The more time I spend with my Zune HD, the more I like it. Sound quality aside--and I knowhere, but I'm stuck with my ears and my preferences--there are a bunch of features that make Apple's products seem like they've fallen behind the curve. Here are five things in particular that I miss when I use my iPhone or one of my iPods:
Zune Pass Apple has long maintained that people want to own rather than rent their music. I counter that a subscription-based music service, combined with a state-of-the-art player, is one of those features that you have to try before you realize how fantastic it is. It reminds me of the first time I beta-tested the Xbox Live gaming service back in 2002--I didn't understand how addictive online console gaming could be until I spent eight hours playing Moto GP without even looking at the clock.
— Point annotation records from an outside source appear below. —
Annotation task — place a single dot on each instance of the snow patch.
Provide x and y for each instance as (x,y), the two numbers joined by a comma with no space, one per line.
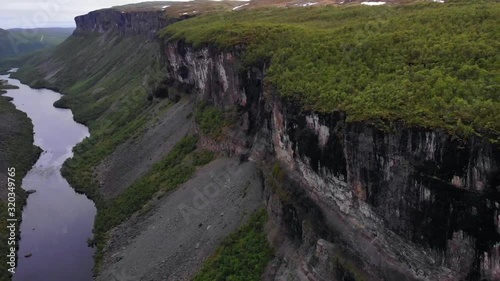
(373,3)
(240,6)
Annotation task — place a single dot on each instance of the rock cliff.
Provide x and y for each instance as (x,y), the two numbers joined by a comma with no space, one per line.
(408,202)
(143,23)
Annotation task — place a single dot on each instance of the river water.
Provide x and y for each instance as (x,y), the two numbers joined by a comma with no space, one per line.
(57,221)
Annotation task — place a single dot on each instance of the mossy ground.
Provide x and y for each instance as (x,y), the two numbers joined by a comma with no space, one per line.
(243,255)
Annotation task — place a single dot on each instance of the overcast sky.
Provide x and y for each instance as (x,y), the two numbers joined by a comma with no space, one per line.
(50,13)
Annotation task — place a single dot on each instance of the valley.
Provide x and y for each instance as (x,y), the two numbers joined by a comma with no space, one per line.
(279,141)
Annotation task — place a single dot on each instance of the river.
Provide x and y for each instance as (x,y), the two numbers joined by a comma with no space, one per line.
(57,221)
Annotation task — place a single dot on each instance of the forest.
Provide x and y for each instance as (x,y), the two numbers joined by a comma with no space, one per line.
(434,65)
Here are a couple of real-world examples from yesterday. First, a friend came over for brunch and we began talking about Gram Parsons, one of those towering influences whose music is sorely lacking in my collection. In the past, we might have talked for a minute, maybe gone online to hunt down some ancient YouTube videos, and then forgotten about it. But with the Zune Pass, we were able to walk over to the Zune HD (which I have plugged into a first-generation AV dock and connected to a Bose Wave player in my living room), connect to the Marketplace through my home Wi-Fi network, and sample a bunch of Gram Parsons songs while we ate.
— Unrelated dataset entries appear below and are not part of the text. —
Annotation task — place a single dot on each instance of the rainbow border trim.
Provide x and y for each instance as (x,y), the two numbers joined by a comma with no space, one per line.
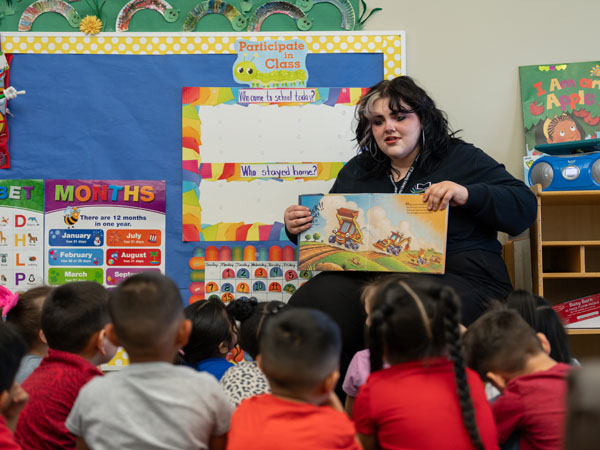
(194,171)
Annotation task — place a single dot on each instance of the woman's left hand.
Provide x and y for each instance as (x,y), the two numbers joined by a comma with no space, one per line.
(440,195)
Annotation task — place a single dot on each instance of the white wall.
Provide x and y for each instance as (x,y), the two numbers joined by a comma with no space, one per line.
(466,54)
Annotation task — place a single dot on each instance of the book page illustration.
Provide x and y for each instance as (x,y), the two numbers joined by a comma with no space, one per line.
(373,232)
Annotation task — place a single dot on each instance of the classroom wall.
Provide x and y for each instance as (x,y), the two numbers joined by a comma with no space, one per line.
(466,53)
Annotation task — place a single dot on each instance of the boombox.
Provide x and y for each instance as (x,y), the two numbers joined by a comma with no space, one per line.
(567,173)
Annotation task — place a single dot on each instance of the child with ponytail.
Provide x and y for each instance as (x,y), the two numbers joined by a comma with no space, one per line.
(426,399)
(245,379)
(213,336)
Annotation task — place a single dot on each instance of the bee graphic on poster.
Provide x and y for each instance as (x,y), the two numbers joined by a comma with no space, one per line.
(71,216)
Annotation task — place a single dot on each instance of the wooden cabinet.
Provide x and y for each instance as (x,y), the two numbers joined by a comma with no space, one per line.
(565,254)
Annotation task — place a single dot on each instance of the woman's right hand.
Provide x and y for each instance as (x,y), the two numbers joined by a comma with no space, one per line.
(297,219)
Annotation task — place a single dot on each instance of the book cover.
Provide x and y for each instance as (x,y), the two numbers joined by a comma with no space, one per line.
(373,232)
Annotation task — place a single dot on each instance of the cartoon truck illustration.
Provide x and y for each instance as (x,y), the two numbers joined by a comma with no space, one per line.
(348,234)
(393,243)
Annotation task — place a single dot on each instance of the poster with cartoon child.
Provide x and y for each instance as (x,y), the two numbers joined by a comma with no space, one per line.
(561,103)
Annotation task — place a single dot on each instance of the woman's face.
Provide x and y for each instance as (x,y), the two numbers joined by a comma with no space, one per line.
(566,131)
(397,134)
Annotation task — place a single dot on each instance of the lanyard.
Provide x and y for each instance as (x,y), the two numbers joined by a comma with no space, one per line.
(406,177)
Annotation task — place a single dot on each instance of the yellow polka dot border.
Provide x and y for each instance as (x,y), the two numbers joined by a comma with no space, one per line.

Later, I ripped the nervously funky Can LP "Ege Bamyasi" to my hard drive. Curious to discover some similar music, I used the Zune software's Smart DJ function, then listened as it drew music from the Marketplace that I don't know very well, like Kraftwerk, Brian Eno, Gong, and my favorite discovery, Faust. Trying the same thing with iTunes' Genius function suggested plenty of new music from the iTunes Store but to hear it, I'd have to buy each song as a download. (Note: you can't create a Smart DJ playlist on the Zune HD device itself, although I expect that feature to be added later. Instead, you have to use the Zune software, then save it as a playlist.)
These are the kinds of music-discovery features that make the Zune Pass a great deal at $14.99 a month. And on top of that, each month you get 10 MP3 downloads to keep.
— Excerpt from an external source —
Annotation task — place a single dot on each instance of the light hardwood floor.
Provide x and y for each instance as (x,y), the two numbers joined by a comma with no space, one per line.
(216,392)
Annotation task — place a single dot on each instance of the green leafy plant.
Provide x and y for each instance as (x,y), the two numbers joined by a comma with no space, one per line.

Quickplay This feature lets you "pin" favorite songs, albums, playlists, or other types of content to the front menu of the Zune HD. It also has a "New" section that automatically displays the six items you've most recently added to your collection, a "History" section that displays the last six things you've played, and a spot to access any currently playing song that you've paused. I miss this instant gratification, particularly quick access to recently added music, on the iPod.
Background art Remember how cool it seemed when you could first look at album covers as you played songs on your MP3 player? The Zune HD makes this seem hopelessly obsolete--instead, it scrolls through album art and pictures of the artist as each song plays. No purchase is required--it works even with the LPs I ripped. It's similar to how the Zune software (and iTunes) can populate your music collection with album art from a database in the cloud, only more sophisticated. (You can see this feature in action starting around 2:00 into this video demo.)
Wireless sync This feature has been part of the Zune experience since 2007, and once you get used to it, you'll hate dragging your iPod to your computer every time you want to load new music. Microsoft seems to have improved the sync experience in the Zune HD and Zune 4.0 software--all you have to do is leave the Zune HD's wireless connection on, and it will periodically sync automatically with your PC, even if you don't have the Zune app open.
See what my friends are playing Zune's social-networking functions haven't been very useful because of the relatively small number of people who own a Zune. I'm hoping this changes with the Zune HD. Already, the Gram Parsons fan says he's going to buy one. Once we connect to one another, I'll be able to see his playlists as he runs through Gram Parsons, the Flying Burrito Brothers, and all their musical neighbors. With a Zune Pass, I'll even be able to play any song that he's played, immediately, on my device, as long as it's available in the Marketplace. Again, this is an absolutely amazing tool for music discovery.
Apple's still riding high with the iPod, particularly the Touch, but the Zune HD is clearly moving ahead in terms of innovation. Now if Microsoft can open the Marketplace to third-party apps and fix the browser, Apple might have reason to worry.